Ask any business owner and they’ll tell you their number one digital security risk is a data breach. The recent ransomware attacks show that cyber terrorism becoming more and more common around the world. It’s more important now than ever to ensure that sensitive company data, and in some cases personal data, is secure and that your organization maintains compliance.
You might be one of those people who only thinks about the data you access on a daily basis. But what about the files on the server that you haven’t touched or even thought about in a while? How do you protect your archived data?
At Rest vs. In Motion
Generally speaking, there are two types of data: data in motion and data at rest. Data in motion (or “active data”) is data that you most likely use on a daily basis. It is usually stored on a database that’s accessed through apps or programs. Data at rest is stored and is usually protected by a firewall or anti-virus software. Though these methods of protection for data at rest is good, complete safety requires adding an additional layer of defense. This is where encryption at rest comes to play.
Take Inventory of Sensitive Data
Before you implement any type of security strategy you need to take stock of where your most sensitive company or customer data is stored. Whether it’s in a physical server room or in the cloud, knowing what types of data, where they are stored, and who has access or will need access is a great starting point.
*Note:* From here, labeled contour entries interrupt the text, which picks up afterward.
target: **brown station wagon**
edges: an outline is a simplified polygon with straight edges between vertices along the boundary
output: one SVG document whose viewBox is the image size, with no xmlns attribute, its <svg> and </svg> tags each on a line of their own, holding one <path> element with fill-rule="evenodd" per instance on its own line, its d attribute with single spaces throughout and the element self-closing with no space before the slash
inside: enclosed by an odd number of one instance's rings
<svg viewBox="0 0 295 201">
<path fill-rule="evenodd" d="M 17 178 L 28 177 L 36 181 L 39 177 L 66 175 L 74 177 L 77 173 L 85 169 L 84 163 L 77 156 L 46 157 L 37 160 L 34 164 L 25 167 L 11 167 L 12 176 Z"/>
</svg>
Once you’ve identified all of the sensitive data you want to protect, then organizing it in a file structure that is easy to encrypt will help make the process so much easier.
How Encryption at Rest Works
Simply put, data encryption is the process of translating one form of data into another form of data that unauthorized users can’t decrypt. For example, you saved a copy of a paid invoice on your server with a customer’s credit card information. You definitely don’t want that to fall into the wrong hands. By encrypting data at rest, you’re essentially converting your customer’s sensitive data into another form of data. This usually happens through an algorithm that can’t be understood by a user who does not have an encryption key to decode it. Only authorized personnel will have access to these files, thus ensuring that your data stays secure.
Assign Role-Based Accounts
First step is to work with your IT Department to develop a data security strategy. But you’ll also need to control who has access to it. Often times, a breach occurs completely by accident, say, by one of your employees. One way to ensure that this doesn’t happen is create several levels of security and only give a small number of key employees administrative access to your encrypted data. Role-Based Access Control (RBAC) allows you to create different levels of security and permissions.
Protect your data with multi factor authentication
Simply relying on username and password as the only form of authentication leaves you vulnerable to hackers who can easily steel, copy or share your data. The most reliable way to combat this is multi factor authentication. This requires users to login with something they know (like a username) and combine it with something they have (like a mobile device). Only users who successfully possess both factors will have access to company data. Not only does multi factor authentication protect your company, it also keeps your customers sensitive data safe.